Le formiche possono dichiarare guerra ad altre colonie, sono capaci di organizzare la loro cattiveria attraverso un’aggressività formidabile e sono in grado di pianificare strategie militari degne del Duca di Wellington; schiavizzano le formiche rivali e le costringono a lavorare nei loro formicai, compiono vere e proprie campagne militari di conquista e sopraffazione, spruzzano veleno e acido formico come fossero dei kamikaze, delle bombe ambulanti che sacrificano se stesse per la sconfinata brama di conquista della colonia. Se le formiche avessero la possibilità di disporre di armi nucleari le utilizzerebbero senz’altro in modo massiccio, accenderebbero razzi atomici senza alcun ritegno.
La capacità comunicativa è quindi un’arma a doppio taglio? Le abilità e le caratteristiche che causano il successo di una specie sono le stesse che la condannano ad un possibile declino?
Il dipinto inedito in mostra rappresenta la sezione di un formicaio, visto come una serie intricata di corridoi e camere (le dimensioni di alcuni nidi di formiche possono superare di molto i 48 metri quadri del dipinto in mostra) in cui troviamo molte immagini che raccontano storie differenti: il dipinto si divide in tre parti tematiche unite fra loro; c’è la scienza nel centro, la filosofia a destra e la violenza a sinistra. Le storie raccontano di uomini, animali, piante e vanno a formare un racconto collettivo in cui non esiste un centro o un punto di vista privilegiato: tutto si mescola correlandosi e completandosi. Nessun elemento predomina sull’altro.

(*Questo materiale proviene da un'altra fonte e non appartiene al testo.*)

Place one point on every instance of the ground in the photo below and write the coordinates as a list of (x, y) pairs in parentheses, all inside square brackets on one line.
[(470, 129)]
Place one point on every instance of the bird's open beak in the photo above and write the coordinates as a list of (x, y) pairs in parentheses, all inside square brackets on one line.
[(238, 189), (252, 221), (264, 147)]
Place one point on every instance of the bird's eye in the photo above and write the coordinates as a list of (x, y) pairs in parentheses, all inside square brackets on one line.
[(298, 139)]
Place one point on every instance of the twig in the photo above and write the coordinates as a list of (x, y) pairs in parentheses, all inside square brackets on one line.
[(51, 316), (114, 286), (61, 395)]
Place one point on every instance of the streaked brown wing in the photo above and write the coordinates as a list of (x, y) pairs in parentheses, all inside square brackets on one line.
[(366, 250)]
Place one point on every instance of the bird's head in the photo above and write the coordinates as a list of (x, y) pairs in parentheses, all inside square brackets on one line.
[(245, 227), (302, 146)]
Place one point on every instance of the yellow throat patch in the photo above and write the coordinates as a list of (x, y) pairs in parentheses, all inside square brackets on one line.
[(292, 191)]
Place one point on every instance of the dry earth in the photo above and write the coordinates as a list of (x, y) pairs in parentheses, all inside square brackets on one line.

Questo lavoro è un labirinto di immagini e parole che si susseguono in strade tortuose, in oscuri cunicoli sotterranei che vanno a formare un corpo unico, un unico paesaggio, un unico racconto.
I testi e le immagini sono tratti da varie letture: il dipinto si ispira principalmente ad un grande classico della mirmecologia Journey to the Ants di Bert Hölldobler e Edward O. Wilson, ma sono numerose le altre fonti prese in considerazione che spaziano dalla divulgazione scientifica, alla filosfia, alla poesia. Ciò che conta è che questo lavoro nasce dai libri, dalle parole; potremmo definirlo come una grande lavagna in cui è mostrato uno schema visivo, una mappa concettuale o una sorta di sistema mnemonico che si lega ad una concezione didattica dell’immagine fatta di appunti e citazioni visive. Il quadro è come un documentario o un cartone animato in cui immagini e parole si susseguono e dipendono l’una dall’altra; non è in grado di parlare attraverso un’immagine unica, centrale ma si esprime attraverso una rete visiva: un’immagine di immagini potenzialmente infinita, una rete formata da infiniti centri narrativi.